As for wee, I personally can not get enough of it. Maybe you could add a wee bit more wees in special wee edition of your books.
Think how the simple three letters could soften diplomacy, “If you drop a wee bomb on that cit, we’ll need to place a wee sanction on your economy..”
Keep fighting the good fight!
I agree 100%. On my last book, I hunted down the “justs” and tried to cut or replace them, sometimes with “only.” What a silly idea. In the end, I was left with 89 “justs” and 149 “onlys”!!! Live and let write. If we all wrote the same way what a boring world it would be. And I’ll wager no reader cares about these crutch words. I don’t. They’re words, the same as “the” and “a.” And I don’t hear people complaining that there are too many of those. Sayin’. (Notice the word I cut?)
Jim
Josh, my favourite ever "wee" was someone describing a horrific birthing experience as "a wee forceps job and a few wee stitches". Jim - "Sayin'" Hahahahaha.
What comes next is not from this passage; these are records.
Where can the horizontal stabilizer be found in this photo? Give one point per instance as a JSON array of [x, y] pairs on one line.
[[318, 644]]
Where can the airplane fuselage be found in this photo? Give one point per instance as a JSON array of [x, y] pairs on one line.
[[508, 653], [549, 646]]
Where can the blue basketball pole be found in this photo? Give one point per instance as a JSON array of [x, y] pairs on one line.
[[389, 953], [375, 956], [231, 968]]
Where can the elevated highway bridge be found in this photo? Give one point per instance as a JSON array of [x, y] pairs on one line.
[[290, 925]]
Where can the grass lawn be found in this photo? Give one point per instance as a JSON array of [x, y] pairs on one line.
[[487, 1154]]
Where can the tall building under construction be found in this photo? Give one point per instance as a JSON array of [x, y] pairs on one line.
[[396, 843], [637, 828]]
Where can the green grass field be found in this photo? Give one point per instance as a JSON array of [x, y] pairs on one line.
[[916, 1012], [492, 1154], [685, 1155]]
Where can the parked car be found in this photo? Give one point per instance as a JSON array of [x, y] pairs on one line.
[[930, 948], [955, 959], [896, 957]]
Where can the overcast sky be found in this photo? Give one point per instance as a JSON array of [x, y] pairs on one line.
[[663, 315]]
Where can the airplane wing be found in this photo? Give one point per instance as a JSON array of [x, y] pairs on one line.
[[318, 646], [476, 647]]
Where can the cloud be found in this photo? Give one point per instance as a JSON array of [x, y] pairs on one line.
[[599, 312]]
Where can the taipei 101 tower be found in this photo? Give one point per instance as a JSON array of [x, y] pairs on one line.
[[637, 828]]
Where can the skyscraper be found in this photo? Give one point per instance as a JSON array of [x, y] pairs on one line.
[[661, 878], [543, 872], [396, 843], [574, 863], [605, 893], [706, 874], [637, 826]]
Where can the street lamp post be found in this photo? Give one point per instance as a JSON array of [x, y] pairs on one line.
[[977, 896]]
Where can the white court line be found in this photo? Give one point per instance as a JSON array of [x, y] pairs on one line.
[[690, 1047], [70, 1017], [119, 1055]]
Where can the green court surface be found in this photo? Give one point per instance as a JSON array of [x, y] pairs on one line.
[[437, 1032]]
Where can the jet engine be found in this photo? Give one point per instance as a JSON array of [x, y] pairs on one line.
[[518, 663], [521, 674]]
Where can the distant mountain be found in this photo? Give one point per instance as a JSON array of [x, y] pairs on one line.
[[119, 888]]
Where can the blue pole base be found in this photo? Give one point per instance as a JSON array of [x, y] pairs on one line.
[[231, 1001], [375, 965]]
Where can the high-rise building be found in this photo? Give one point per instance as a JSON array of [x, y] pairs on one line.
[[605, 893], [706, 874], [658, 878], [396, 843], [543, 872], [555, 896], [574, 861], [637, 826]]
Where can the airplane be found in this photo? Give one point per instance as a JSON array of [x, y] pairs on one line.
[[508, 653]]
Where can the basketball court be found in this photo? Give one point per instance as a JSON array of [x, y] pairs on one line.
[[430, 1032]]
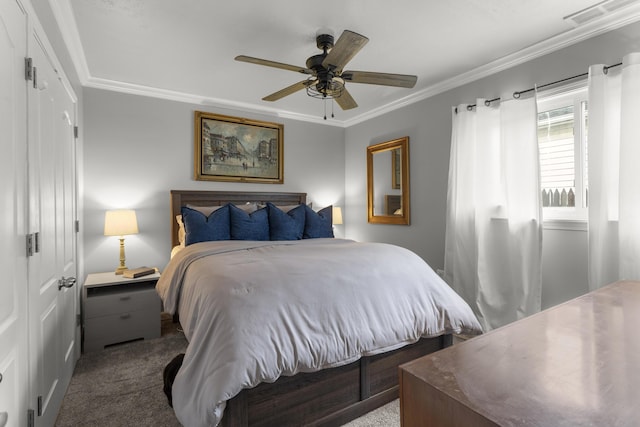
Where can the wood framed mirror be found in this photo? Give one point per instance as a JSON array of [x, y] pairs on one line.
[[388, 182]]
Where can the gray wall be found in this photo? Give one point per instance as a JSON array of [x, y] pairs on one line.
[[428, 125], [137, 148]]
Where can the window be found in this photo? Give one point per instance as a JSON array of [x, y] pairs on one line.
[[562, 141]]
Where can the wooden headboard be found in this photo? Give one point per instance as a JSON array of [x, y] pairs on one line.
[[180, 198]]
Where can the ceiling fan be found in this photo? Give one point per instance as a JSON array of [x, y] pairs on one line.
[[326, 75]]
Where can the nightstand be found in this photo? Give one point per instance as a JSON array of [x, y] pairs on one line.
[[116, 309]]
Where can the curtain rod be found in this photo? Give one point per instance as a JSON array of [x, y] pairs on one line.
[[517, 94]]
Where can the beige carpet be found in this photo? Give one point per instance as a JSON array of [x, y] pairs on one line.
[[122, 386]]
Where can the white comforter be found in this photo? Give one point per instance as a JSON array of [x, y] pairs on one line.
[[254, 311]]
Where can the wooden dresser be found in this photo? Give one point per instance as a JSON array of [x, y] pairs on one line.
[[576, 364]]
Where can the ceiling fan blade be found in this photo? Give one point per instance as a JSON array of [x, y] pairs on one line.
[[252, 60], [344, 49], [384, 79], [288, 90], [345, 100]]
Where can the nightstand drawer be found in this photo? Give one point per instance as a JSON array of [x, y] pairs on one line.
[[120, 299], [117, 328]]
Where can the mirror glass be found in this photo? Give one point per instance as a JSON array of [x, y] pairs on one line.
[[388, 182]]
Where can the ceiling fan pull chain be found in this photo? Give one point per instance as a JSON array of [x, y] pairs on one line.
[[325, 108]]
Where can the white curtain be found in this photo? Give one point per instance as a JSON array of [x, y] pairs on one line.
[[613, 164], [494, 233]]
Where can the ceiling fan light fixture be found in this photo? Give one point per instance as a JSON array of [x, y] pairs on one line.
[[330, 88]]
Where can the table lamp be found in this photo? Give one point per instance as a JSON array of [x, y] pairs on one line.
[[120, 223]]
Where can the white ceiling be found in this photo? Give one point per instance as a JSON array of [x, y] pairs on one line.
[[185, 49]]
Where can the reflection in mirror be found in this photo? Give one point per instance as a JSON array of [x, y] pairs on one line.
[[388, 182]]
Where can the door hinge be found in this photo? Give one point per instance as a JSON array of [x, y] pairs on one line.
[[28, 68], [29, 245]]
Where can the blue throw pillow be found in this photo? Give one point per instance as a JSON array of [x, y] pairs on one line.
[[249, 226], [318, 224], [200, 228], [286, 225]]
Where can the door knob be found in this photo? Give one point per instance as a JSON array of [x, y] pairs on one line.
[[65, 283]]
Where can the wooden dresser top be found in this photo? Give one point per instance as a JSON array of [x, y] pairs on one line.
[[575, 364]]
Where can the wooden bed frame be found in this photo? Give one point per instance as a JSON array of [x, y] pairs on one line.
[[326, 398]]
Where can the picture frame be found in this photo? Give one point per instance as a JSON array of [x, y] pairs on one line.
[[396, 167], [236, 149]]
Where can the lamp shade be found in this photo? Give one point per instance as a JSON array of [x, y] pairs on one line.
[[336, 215], [120, 223]]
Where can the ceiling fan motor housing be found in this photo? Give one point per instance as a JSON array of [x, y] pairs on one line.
[[324, 42]]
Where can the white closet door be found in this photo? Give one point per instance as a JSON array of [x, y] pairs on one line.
[[13, 186], [52, 308]]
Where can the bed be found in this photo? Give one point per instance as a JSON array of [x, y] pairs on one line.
[[312, 382]]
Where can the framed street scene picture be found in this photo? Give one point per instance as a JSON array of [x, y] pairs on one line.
[[238, 150]]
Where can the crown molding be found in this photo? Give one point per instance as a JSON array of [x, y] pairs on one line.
[[591, 29], [153, 92], [64, 15]]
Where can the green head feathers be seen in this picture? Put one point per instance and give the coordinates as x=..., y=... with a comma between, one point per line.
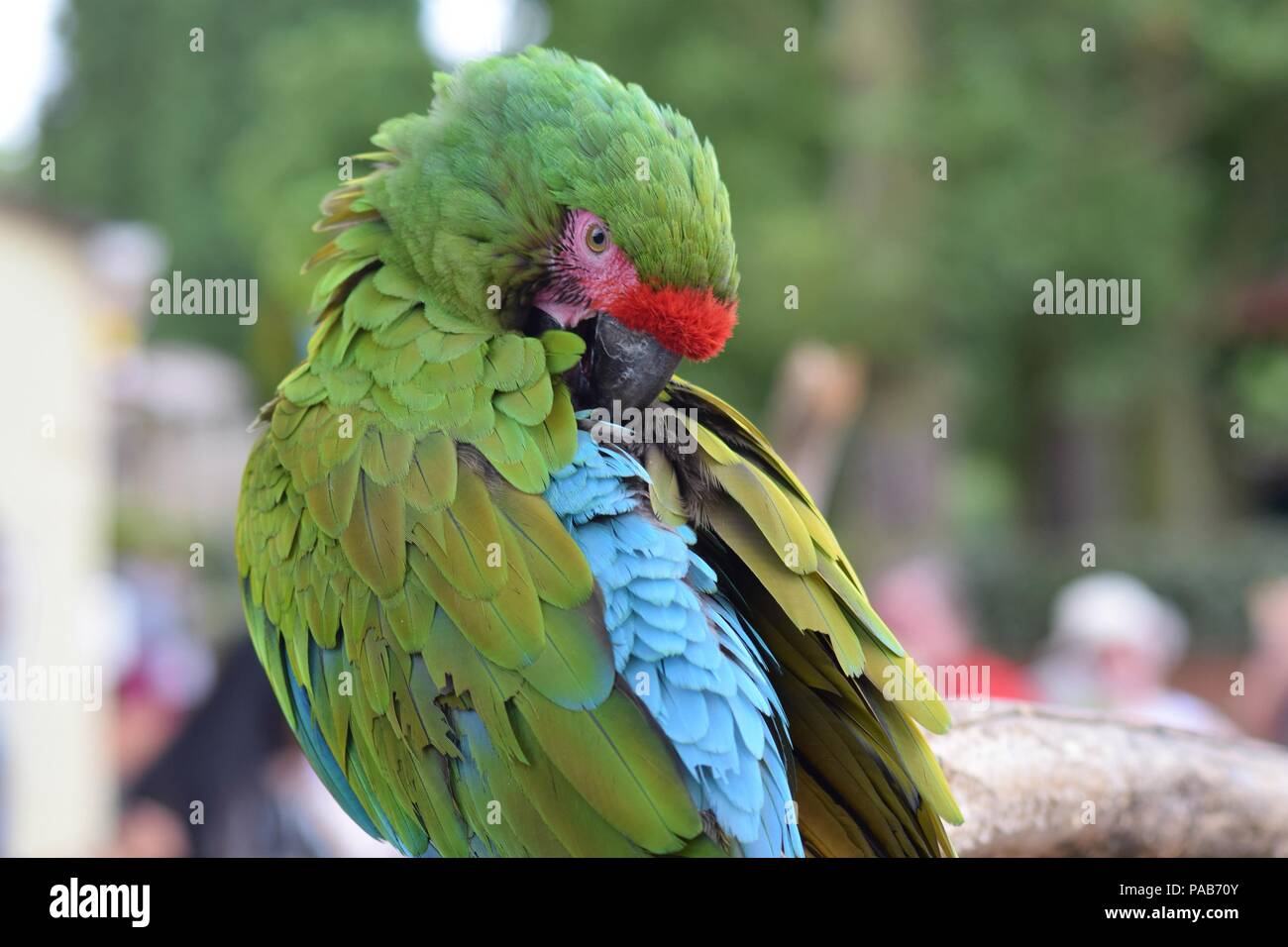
x=482, y=182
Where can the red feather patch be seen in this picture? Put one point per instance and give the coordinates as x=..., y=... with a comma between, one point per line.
x=687, y=321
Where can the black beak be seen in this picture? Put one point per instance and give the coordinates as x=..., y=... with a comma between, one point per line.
x=619, y=364
x=626, y=367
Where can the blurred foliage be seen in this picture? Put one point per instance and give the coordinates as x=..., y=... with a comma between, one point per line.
x=1107, y=163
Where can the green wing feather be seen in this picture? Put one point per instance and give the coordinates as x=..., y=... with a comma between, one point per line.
x=867, y=780
x=399, y=562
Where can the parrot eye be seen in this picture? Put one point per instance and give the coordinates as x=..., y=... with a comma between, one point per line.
x=596, y=239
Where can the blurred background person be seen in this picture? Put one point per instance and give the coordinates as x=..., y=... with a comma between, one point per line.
x=922, y=603
x=1267, y=663
x=1113, y=647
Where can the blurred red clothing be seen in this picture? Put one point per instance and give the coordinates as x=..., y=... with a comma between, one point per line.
x=1006, y=680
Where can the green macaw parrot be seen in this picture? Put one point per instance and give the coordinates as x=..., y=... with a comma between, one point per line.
x=500, y=617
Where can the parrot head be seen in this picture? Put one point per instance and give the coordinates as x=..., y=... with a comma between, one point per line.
x=591, y=208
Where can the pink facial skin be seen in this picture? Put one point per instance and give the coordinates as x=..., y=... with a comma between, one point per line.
x=581, y=279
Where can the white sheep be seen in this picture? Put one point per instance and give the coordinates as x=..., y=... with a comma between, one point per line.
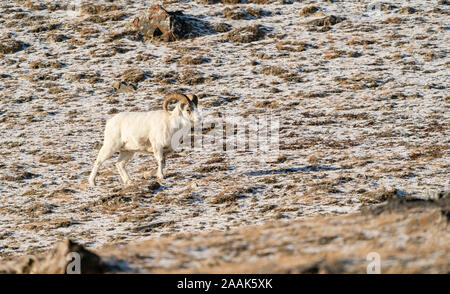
x=147, y=132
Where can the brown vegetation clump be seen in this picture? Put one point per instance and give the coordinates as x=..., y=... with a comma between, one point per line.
x=245, y=34
x=308, y=10
x=189, y=60
x=9, y=46
x=133, y=76
x=93, y=9
x=326, y=21
x=221, y=27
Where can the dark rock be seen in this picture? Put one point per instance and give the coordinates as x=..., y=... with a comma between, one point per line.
x=157, y=23
x=124, y=87
x=58, y=260
x=9, y=46
x=326, y=21
x=245, y=34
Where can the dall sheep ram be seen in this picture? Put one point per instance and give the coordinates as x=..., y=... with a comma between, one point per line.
x=148, y=132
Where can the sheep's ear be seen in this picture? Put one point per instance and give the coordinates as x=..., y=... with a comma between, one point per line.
x=195, y=99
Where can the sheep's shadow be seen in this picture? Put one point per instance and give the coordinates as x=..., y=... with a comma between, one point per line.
x=309, y=168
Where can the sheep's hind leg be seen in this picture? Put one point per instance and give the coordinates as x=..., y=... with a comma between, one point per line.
x=124, y=157
x=160, y=158
x=105, y=153
x=150, y=173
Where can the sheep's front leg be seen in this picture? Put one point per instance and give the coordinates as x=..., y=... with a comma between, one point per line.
x=159, y=156
x=124, y=157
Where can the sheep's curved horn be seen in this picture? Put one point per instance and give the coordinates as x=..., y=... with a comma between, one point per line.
x=180, y=97
x=193, y=98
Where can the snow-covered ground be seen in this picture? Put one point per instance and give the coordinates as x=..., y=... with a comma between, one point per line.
x=363, y=110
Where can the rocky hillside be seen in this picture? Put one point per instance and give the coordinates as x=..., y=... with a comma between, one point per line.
x=360, y=89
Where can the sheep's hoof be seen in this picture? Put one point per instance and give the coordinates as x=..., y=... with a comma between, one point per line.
x=129, y=183
x=148, y=174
I personally love your wees. 😘
Susan here. Our very own blog won’t let me comment by name. Just saying. We write how we write and as long as words stay invisible or are one our characters’ tics, we’re free. I use just a lot in my speech, but was trained by one of my publishers to become painfully aware of it. In my writing, at least, it’s frequently not needed. But you, Catriona and Jim, are rock stars so carry on!